The tenth character represents the year of the car. Pay close attention to this:
B = 1981 F = 1985 K = 1989 P = 1993 V = 1997 1 = 2001
C = 1982 G = 1986 L = 1990 R = 1994 W = 1998 2 = 2002
D = 1983 H = 1987 M = 1991 S = 1995 X = 1999 3 = 2003
E = 1984 J = 1988 N = 1992 T = 1996 Y = 2000 4 = 2004
For the most recent model year used, 5 = 2005
In the example above, the “X” indicates that this car was manufactured in 1999.
The eleventh character indicates the assembly plant.
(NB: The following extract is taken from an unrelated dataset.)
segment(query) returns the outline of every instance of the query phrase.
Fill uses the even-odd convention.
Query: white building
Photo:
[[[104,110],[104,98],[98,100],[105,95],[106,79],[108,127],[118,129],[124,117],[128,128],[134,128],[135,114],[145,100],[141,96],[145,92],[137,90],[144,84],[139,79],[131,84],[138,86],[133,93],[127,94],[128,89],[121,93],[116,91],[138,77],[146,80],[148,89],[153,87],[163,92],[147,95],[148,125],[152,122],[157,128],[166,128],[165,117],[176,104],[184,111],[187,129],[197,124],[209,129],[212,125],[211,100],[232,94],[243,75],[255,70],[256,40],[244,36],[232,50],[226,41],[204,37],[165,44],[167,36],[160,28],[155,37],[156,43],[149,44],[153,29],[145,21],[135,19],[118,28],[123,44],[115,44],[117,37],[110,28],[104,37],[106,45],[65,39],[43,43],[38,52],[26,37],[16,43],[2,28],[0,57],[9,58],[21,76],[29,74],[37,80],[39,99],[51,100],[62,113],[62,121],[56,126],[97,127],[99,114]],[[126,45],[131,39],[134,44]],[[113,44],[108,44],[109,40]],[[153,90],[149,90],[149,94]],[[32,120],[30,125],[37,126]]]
In the example above, the C indicates Ontario, Canada
Characters 12-17 represent the unique fingerprint of the vehicle. It is these six digits that make every vehicle in the world different.
So, using the automatic VIN decoder for the last time, the vehicle identification number: 2FTRX18W1XCA01212 represents a 1999 Ford F150 Pickup 4WD Super Cab made in Ontario, Canada, with hydraulic brakes and a 4.6-liter V-8 engine.
There you have it, the automatic VIN decoder. If you are looking for a used vehicle, use this decoder to make sure it is the exact model the seller claims it to be. Once you have verified that the vehicle identification number is correct, you can proceed with your VIN verification and learn everything you need to know about that particular car.